We know when we give people coping strategies they can thrive academically on their own and do not need one-to-one support. I'm really excited about what we may be able to discover and the difference that will make to people's lives."

Maddy Hopson

"When I saw diver Tom Daley win a bronze medal at the 2012 Olympics, I was inspired and wanted to give diving a go. Four years on and I am a platform diver training every week as well as coaching diving once a week, I love it! Diving has given me confidence and helped in strengthening my core stability which in turn helps making my everyday life with Cerebral Palsy easier.

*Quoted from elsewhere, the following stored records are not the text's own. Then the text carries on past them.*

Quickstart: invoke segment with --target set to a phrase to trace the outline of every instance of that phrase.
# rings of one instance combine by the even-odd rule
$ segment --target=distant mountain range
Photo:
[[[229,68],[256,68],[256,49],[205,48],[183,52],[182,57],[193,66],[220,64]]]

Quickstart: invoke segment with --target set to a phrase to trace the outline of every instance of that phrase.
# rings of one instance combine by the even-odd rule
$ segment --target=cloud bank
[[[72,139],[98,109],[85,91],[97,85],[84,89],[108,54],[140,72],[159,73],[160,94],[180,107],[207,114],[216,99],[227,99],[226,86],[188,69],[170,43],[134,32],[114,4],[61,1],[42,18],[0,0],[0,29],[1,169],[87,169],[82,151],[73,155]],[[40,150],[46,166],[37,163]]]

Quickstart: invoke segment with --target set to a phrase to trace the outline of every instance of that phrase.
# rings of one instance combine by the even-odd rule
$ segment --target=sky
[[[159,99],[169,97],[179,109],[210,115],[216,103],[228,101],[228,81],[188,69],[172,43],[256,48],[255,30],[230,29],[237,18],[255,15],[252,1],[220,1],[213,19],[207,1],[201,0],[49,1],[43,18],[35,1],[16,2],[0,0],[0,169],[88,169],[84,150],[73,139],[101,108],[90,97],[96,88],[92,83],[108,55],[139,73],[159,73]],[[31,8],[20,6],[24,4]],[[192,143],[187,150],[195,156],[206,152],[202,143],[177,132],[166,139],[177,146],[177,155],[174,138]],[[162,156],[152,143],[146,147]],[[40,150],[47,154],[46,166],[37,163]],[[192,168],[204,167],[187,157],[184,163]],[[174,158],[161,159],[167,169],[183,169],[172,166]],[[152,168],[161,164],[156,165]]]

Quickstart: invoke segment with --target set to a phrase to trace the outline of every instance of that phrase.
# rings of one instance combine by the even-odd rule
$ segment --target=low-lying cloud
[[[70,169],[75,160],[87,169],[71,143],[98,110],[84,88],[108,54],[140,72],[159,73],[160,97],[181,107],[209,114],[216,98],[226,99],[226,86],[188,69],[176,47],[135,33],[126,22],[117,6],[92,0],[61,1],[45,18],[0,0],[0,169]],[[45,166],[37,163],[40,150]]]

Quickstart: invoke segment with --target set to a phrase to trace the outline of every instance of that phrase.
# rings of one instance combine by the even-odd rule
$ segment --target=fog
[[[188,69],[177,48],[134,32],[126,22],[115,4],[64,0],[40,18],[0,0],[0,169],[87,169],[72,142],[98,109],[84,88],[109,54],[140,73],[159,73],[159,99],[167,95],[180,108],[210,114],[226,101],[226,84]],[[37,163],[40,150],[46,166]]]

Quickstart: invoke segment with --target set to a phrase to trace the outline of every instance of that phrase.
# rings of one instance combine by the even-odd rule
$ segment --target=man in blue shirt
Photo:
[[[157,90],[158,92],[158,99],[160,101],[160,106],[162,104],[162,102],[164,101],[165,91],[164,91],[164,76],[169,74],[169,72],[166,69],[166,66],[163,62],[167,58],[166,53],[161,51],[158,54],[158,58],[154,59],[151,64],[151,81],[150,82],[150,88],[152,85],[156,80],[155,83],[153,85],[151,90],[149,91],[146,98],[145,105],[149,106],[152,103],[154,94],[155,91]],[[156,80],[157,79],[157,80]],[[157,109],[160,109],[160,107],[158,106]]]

I am desperately trying to get disability diving noticed around the country and get other sports centres to give taster sessions. I persuaded Plymouth Life Centre to start a disability diving class, which I help to coach. It is one of only three classes throughout the country. My goal is to one day see diving in the Paralympics!

Sport has become my passion and Marjon has given me the chance to study this through the BA (Hons) Sport Development programme. They have worked alongside and supported me with my transition into university life with my disability. I love doing things people said you wouldn't be able to do!"


Dr Jonathan Harvey

“I had to learn to walk, drive and do basic things after my head injury. Now I’m in a position where I can give something back and educate people to treat disabled people in the same positive way I have been treated.

On the whole I have been treated really well but having read and researched about disabled people I know that isn’t always the case and I want to help change that. I feel strongly that disabled people are discriminated against in society and I want to be part of educating people and helping society realise that disabled people are more than their label.

The community atmosphere at Marjon fits with the inclusion agenda of the BA (Hons) Special Educational Needs and Disability Studies course I teach. The University is community-based, and the students know the lecturers. That makes it so much easier to work. The most rewarding part for me is working with students and seeing them become much more confident working with disabled people. You can see the way they work with disabled people changes so much and it’s great to see that change taking place.”

Sarah Stevenson

"When you come to Marjon, it feels like coming home.

When I started, Rob the Vice-Chancellor told me all about the values. I thought this is it, yes. They chimed with me on a personal level. I hadn’t experienced this at other universities.

I really like that we teach our students the values of ambition, curiosity and independence. It’s inspiring to see how these values influence their thinking and shape their work.

Even though you’re new at Marjon, you don’t feel new. Everybody is friendly. The small size of the university is a part of this but it’s really about the attitude at Marjon. I quickly got the idea that there are no stupid questions and that you’re encouraged to question how things could be done better for the benefit of our students. It doesn’t feel like a hierarchy, everyone has a voice, everyone cares.’’


Geoffery Gulzar

"I was seven when my mum died, and I had to move from Pakistan to England with my younger sister to live with my dad. It was hard at first, not speaking the language, but I remember a bunch of lads asking me to play football and from then on I started to learn English and make really good friends.

Since then, I love getting out of my comfort zone. I chose Marjon so I could study abroad. I studied in Pennsylvania for my second year. I love meeting new people, learning about new cultures, and hearing people’s stories. I made friends from all over the world.

Sport has been really important to me in making me feel at home. I want to research more into how sport brings people together and breaks down cultural barriers. I've been accepted to train to be a PE teacher."